Karrusel der Möglichkeiten
Das Saxofon-Quintett Sax in the City spielte vielseitig im KulturForum in Kiel
Von Jörg Meyer, Kieler Nachrichten, Sonnabend 29. Oktober 2005.
Kiel – Im KulturForum geben Sax in the City bereits mit dem ersten Stück vor, auf welchen Pfaden sie ihre Saxofone aller Stimmlagen, Klarinetten, Flöten und auch manche Percussion wandern lassen.
Dunkle Bühne und das einsame Sopransaxofon von Hanne Rømer.

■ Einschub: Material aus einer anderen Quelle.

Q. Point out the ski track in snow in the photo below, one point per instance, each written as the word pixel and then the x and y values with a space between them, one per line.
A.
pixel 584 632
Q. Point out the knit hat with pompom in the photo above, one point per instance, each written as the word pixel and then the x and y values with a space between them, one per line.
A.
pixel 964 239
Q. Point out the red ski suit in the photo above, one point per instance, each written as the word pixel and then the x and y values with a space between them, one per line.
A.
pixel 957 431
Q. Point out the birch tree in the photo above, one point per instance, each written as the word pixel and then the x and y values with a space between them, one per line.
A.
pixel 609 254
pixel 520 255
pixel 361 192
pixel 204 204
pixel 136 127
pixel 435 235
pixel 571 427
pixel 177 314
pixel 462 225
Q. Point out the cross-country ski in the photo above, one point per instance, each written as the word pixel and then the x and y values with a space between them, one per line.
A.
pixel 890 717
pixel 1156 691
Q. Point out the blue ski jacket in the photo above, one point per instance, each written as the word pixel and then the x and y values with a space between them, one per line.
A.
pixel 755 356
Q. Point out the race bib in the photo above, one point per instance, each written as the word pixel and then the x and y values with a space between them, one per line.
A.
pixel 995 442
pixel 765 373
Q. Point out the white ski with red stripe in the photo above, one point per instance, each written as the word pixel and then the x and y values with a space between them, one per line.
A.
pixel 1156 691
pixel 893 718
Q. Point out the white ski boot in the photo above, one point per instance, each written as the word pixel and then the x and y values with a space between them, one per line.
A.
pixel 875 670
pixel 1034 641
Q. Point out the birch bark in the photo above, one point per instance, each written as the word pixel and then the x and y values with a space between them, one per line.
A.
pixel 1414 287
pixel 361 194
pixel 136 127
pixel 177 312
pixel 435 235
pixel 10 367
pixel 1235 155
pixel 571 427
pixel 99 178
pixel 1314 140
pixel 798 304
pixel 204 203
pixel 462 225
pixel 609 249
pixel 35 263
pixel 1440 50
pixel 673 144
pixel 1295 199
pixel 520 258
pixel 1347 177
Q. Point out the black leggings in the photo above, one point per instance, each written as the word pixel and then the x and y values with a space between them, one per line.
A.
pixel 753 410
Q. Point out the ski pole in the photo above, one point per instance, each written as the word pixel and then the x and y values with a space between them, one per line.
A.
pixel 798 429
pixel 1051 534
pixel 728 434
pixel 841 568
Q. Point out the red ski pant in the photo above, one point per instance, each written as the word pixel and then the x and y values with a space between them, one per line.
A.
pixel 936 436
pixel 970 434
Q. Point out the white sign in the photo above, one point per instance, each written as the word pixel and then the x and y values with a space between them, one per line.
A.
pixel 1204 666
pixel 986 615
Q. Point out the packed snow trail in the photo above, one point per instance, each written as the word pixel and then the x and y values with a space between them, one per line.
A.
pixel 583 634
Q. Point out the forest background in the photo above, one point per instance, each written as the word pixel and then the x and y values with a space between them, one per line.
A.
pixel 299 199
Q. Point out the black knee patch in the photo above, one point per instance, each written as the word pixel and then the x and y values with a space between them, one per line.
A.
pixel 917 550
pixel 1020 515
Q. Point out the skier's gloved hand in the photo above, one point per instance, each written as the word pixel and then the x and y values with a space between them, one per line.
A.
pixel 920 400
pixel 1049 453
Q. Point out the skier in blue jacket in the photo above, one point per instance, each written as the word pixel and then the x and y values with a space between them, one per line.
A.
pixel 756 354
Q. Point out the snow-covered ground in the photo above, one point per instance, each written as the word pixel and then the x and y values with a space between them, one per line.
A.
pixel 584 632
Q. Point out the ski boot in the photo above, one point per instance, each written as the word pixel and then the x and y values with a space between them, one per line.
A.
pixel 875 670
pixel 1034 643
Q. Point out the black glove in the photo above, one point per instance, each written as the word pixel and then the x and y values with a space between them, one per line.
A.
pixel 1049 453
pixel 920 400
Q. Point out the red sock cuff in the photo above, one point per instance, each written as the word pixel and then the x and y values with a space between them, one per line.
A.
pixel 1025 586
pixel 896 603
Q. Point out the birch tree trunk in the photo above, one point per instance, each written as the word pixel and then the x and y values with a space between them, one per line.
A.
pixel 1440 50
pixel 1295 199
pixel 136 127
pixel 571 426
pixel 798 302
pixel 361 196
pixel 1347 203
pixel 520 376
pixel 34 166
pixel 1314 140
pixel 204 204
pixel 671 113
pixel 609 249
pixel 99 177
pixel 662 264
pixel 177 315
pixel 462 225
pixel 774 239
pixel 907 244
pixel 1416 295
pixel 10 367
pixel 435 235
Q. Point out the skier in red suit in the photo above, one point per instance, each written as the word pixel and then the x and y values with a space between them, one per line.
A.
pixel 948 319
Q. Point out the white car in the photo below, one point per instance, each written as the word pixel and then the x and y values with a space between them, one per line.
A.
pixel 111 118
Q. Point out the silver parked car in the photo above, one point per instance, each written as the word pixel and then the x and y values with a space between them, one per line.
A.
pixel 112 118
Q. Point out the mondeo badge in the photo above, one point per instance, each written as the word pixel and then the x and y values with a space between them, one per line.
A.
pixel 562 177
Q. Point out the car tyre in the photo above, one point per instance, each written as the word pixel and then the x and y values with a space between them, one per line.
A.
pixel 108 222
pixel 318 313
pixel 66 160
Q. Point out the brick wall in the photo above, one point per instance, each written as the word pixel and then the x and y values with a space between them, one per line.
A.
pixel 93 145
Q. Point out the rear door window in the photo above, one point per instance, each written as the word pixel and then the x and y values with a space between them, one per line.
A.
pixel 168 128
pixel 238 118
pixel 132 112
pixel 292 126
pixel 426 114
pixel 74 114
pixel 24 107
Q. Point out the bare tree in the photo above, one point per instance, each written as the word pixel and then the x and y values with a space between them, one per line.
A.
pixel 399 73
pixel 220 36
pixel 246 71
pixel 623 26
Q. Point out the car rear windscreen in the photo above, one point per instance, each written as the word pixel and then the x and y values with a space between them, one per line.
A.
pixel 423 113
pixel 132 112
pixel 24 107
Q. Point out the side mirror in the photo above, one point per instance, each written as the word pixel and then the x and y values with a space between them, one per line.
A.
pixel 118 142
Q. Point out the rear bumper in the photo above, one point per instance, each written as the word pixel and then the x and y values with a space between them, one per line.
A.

Ein Motiv, das sich bald kanonisch vervielfacht, wenn einer nach dem anderen – Andreas Burchardt, Anselm Simon, Jonny Möller und Edgar Herzog – einstimmen in ein nun fünfstimmiges Fugato, das aus der Grübelei mehr und mehr in den Groove wechselt. (Foto)
Man wandert auf unausgetretenen Wegen zwischen Jazz und neu arrangierter Klassik. Und auch mal Richtung Minimal Music vom Schlage Michael Nyman wie in Andreas Burckhardts „Heaven Waits“ oder „Night in the City“. Minimotive schichtet Burckhardt zu mantrischen Loops, ein flirrender Klangteppich, auf dem sich Solisten improvisierend ausbreiten können. Ein wenig akademisch-experimentell klingt das zuweilen, umso grooviger kurbelt die heitere Spielfreude fünf in Hanne Rømer’s „Le Carroussel“. Wie der Titel schon sagt, darf man sich zu solchem an der Bigband-Arrangements geschultem Swing innerlich mitdrehen.
Um gleich wieder ins Grübeln zu geraten. Schon Hans Leo Hasslers Choral „Wie soll ich dich empfangen“ hatte Hanne Rømer zu einer balladesken Elegie verdichtet, einem dunklen Orgelpunkt der tiefen Saxofone, über der Sopran die Melodie vorsichtig ertastet. Mir der Sax in the City-Version des Jazz-Standards “Come Rain or come Shine“ wird man noch spartanischer: gehauchte Bassklarinette, allerlei Rasselpercussion und wie nackt darüber Rømers Scat-Gesang. Ein Standard so zu sagen „stripped to the ground“ und so mir sehr eigenwillig. Nicht anders Burckhardts Experiment mit äolsharfenden Windrohren.
Aber Sax in the City können immer wieder auch noch anders. Wenn Edgar Herzog zum Notenschrift greift, regiert der „Westside Blues“ so sharfkantig, aggressiv, holzschnittig, dass ihm die coolen, boppenden Gefilde des Jazz näher liegen als die Wärme des Blues. In Para Paquito aus selbiger Feder dagegen beschwingter Latin-Jazz mit Copacabana-Allusionen.
Einordnen kann man all das nicht so recht. Und das ist Sax in the Citys Stärke, dass sie die Stile und Genres, Tradition und Moderne so nachhaltig durchmischen, das statt Cross das Over herauskommt. Eine Saxofonmusik, die sich auf allen Feldern und weit ab davon gleichermaßen sicher bewegt. Grübeln und Groove – hier sind das keine Gegensätze, sondern nur zwei Seiten einer „saxy“ Medaille.